Der weitergehende Antrag der Klägerin sowie ihre weitergehende Beschwerde werden zurückgewiesen.
Eine Gerichtsgebühr wird nicht erhoben (KV 1820).
Eine Kostenerstattung erfolgt nicht.
Gründe
1. Die sofortige Beschwerde der Klägerin gegen den ihr Prozesskostenhilfegesuch insgesamt zurückweisenden Beschluss ist zulässig, insbesondere form- und fristgerecht eingelegt worden.
2. Sie ist auch in der Sache überwiegend begründet. Die beabsichtigte Rechtsverfolgung der Klägerin bietet zumindest in dem tenorierten Umfang hinreichende Aussicht auf Erfolg, § 114 ZPO.
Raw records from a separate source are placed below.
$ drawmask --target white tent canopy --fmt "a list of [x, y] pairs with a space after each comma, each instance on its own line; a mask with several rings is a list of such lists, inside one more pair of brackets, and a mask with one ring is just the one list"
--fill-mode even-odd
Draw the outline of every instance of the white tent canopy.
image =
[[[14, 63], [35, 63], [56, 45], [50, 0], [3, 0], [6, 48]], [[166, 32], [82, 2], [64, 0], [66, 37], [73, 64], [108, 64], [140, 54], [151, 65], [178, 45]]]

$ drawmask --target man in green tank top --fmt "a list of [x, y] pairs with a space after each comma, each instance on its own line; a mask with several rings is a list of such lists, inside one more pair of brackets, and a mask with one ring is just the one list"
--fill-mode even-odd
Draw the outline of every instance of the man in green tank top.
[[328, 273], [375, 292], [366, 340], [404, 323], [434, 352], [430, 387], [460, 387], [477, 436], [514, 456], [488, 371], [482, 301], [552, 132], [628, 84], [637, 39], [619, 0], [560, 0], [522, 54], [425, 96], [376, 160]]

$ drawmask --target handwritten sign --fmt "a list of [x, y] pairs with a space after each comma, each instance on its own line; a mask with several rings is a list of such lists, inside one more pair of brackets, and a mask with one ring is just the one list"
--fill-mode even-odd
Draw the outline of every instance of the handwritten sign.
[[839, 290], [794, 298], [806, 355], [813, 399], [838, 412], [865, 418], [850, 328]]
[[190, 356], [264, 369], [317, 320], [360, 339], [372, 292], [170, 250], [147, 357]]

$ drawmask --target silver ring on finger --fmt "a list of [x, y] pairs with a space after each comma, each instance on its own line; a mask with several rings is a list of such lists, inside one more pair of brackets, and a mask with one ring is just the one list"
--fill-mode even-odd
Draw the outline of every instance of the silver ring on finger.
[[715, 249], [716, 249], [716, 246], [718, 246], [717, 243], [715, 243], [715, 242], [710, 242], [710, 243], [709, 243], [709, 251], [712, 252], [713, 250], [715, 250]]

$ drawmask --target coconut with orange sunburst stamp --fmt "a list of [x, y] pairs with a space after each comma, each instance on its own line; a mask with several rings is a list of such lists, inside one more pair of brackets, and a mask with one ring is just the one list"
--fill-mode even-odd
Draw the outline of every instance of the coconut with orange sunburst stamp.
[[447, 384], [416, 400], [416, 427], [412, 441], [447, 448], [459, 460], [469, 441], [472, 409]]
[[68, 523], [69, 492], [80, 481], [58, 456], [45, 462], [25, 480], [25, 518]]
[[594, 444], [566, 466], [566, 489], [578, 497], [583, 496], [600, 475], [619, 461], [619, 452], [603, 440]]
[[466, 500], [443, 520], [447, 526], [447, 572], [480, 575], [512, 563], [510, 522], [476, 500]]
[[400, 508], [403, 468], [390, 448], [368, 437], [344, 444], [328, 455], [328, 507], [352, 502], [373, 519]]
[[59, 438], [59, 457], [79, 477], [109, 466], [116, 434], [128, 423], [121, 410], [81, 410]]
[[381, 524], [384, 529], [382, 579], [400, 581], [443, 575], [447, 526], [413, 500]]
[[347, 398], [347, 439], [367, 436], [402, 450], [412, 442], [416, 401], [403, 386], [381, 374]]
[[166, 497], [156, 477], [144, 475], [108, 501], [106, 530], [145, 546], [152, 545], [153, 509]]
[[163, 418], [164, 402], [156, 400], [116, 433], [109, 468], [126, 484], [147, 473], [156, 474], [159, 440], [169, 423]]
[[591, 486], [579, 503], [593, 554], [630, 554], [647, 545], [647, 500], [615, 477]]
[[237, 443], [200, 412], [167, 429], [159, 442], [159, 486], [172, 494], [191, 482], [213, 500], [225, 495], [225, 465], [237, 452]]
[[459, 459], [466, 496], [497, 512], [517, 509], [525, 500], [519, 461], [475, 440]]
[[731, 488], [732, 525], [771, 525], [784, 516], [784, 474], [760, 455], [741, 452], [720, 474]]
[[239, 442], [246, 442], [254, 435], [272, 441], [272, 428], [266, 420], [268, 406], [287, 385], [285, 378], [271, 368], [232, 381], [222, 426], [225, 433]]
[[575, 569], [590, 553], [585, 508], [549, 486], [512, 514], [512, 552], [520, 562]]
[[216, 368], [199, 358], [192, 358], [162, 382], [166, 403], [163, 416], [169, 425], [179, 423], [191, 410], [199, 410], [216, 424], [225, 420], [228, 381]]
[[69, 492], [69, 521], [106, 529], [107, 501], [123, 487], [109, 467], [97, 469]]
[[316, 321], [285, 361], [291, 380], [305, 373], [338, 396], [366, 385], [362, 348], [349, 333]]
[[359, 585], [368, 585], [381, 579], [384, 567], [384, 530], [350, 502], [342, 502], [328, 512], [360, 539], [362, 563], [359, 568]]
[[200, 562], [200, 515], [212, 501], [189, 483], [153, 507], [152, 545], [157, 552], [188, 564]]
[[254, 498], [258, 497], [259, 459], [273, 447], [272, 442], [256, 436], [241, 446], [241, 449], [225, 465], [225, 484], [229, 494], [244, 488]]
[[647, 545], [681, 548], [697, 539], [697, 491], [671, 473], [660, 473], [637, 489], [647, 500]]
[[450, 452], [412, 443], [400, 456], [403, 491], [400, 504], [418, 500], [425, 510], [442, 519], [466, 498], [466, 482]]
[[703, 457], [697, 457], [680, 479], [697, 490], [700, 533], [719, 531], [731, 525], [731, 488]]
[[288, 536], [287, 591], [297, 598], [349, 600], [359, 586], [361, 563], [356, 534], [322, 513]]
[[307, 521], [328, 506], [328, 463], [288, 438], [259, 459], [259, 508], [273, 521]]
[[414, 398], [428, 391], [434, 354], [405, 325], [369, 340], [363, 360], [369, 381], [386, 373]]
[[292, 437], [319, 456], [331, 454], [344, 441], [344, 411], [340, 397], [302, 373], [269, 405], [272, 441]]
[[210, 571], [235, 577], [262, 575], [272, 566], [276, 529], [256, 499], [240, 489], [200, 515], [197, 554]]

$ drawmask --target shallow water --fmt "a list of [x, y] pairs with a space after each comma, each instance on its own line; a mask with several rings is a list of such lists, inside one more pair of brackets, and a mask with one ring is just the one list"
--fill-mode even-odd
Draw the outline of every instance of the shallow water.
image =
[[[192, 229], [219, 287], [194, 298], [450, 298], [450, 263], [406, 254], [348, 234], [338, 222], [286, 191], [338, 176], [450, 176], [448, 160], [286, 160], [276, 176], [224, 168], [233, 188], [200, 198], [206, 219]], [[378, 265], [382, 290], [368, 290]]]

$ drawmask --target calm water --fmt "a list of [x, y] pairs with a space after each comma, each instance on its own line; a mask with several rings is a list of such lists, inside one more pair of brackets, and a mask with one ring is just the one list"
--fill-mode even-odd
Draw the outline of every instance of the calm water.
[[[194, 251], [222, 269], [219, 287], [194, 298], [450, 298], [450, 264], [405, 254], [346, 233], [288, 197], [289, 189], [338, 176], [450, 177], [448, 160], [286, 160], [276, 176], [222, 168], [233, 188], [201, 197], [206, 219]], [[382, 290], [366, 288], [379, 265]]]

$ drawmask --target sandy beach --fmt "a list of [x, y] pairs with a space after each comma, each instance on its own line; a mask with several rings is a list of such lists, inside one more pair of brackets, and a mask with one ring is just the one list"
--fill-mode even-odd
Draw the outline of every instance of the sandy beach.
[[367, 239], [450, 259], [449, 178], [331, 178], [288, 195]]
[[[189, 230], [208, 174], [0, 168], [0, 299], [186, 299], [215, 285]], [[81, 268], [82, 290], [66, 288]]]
Entgegen der vom Landgericht in dem angefochtenen Beschluss vertretenen Auffassung hat die Klägerin einen Anspruch gegen den Beklagten auf Zustimmung zu dem beabsichtigten freihändigen Verkauf des hälftigen Miteigentumsanteils an dem im Tenor näher bezeichneten Grundstück aus § 2120 BGB. Nach dieser Vorschrift ist der Nacherbe, sofern zur ordnungsmäßigen Verwaltung des Nachlasses, insbesondere zur Berichtigung von Nachlassverbindlichkeiten, eine Verfügung erforderlich ist, die der Vorerbe nicht mit Wirkung gegen den Nacherben vornehmen kann, verpflichtet, seine Einwilligung zu der Verfügung in der entsprechenden Form zu erteilen, § 2120 BGB. Der Beklagte ist hinsichtlich des allein in den Nachlass fallenden hälftigen Miteigentumsanteils des Erblassers an dem im Tenor näher bezeichneten Grundstück Nacherbe, die Klägerin nicht befreite Vorerbin. Gemäß §§ 2112, 2113 BGB ist die Verfügung über ein zur Erbschaft gehörendes Grundstück oder ein Recht an einem Grundstück insoweit unwirksam, als sie das Recht des Nacherben vereiteln oder beeinträchtigen würde. Entsprechendes gilt, wenn nur ein Bruchteil an einem Grundstück zum Nachlass gehört, bezüglich dieses Bruchteils (vgl. Palandt-Weidlich, BGB 77. Auflage, § 2113 Rn. 4). Der Verkauf des gesamten streitgegenständlichen Grundstücks - wie die Klägerin es ausweislich der Klageschrift beabsichtigt - würde die dem Beklagten aus der Nacherbschaft zustehenden Rechte an dem in den Nachlass fallenden hälftigen Miteigentumsanteil an dem in Rede stehenden Grundstück aufheben und auf den Verkaufserlös als Surrogat beschränken. Daher ist die von der Klägerin beabsichtigte Veräußerung des Gesamtgrundstückes ohne Zustimmung des Beklagten unwirksam (vgl. hierzu auch Palandt-Weidlich, BGB, § 2113 Rn. 4; vgl. ferner BGH ZEV 2005, 28).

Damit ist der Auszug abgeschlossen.